Events

There’s always something exciting happening at the Museum of International Folk Art! Join us for our many programs listed below.

FRIENDS OF FOLK ART (FOFA) presents a lecture and slide show with Kapa Artist, Lehuauakea, at Vernick Auditorium.
Friends of Folk Art (FOFA) Lectures and Talks

FRIENDS OF FOLK ART (FOFA) presents a lecture and slide show with Kapa Artist, Lehuauakea, at Vernick Auditorium.

July 11, 2023
3:00 PM - 5:00 PM

Doors open at 2:30 pm

Native Hawaiian artist Lehuauakea will present a lecture and slide show to be followed by questions from the audience. Lehuauakea is MOIFA’s nominated artist for this year’s International Folk Art Market (IFAM); their participation in IFAM is sponsored by FOFA. They will be discussing the history and significance of Native Hawaiian bark cloth (kapa), their practice as a contemporary kapa maker, and the concepts they address as an Indigenous mixed-media artist and cultural practitioner. Join us for a reception afterward.

This event is for FOFA members ONLY. Registration is free. FOFA members will receive an invitation by email. A single membership allows access to one ticket. A dual membership allows for two tickets, but each member must register separately.

For questions, please email friendsoffolkart@gmail.com

For information on joining FOFA, a membership group of the Museum of New Mexico Foundation, please click here.

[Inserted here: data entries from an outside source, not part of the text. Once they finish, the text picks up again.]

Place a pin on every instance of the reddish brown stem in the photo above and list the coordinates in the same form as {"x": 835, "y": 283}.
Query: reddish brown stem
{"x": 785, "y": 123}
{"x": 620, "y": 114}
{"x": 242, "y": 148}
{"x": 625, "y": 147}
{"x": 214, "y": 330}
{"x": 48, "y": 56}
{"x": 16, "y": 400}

Lehuauakea is a māhū Native Hawaiian kapa maker and interdisciplinary artist from Pāpaʻikou on Moku O Keawe, the Big Island of Hawaiʻi. Lehua’s Kānaka Maoli family descends from several lineages connected to Maui, Kauaʻi, Kohala, and Hāmākua where their family resides to this day. Through a range of traditional Kanaka Maoli craft-based media, their art serves as a means of exploring social and biological ecologies, cultural and environmental reclamation, and Indigenous identity. With a particular focus on the labor-intensive making of ʻohe kāpala (carved bamboo printing tools), kapa (bark cloth), and natural pigments, Lehua is able to breathe new life into patterns and traditions practiced for generations. Through these acts of resilience that help forge deeper relationships with ʻāina, this mode of Indigenous storytelling is carried well into the future.

They have participated in numerous solo and group exhibitions in and around the Pacific Ocean, including the recent Heard Museum exhibition He‘e Nalu: The Art and Legacy of Hawaiian Surfing, and they opened their first curatorial research project, DISplace, at the Five Oaks Museum in Portland, Oregon in 2020. The artist is currently based between the continent and Pāpaʻikou after earning their Bachelor of Fine Arts degree in Painting with a minor in Art + Ecology at Pacific Northwest College of Art.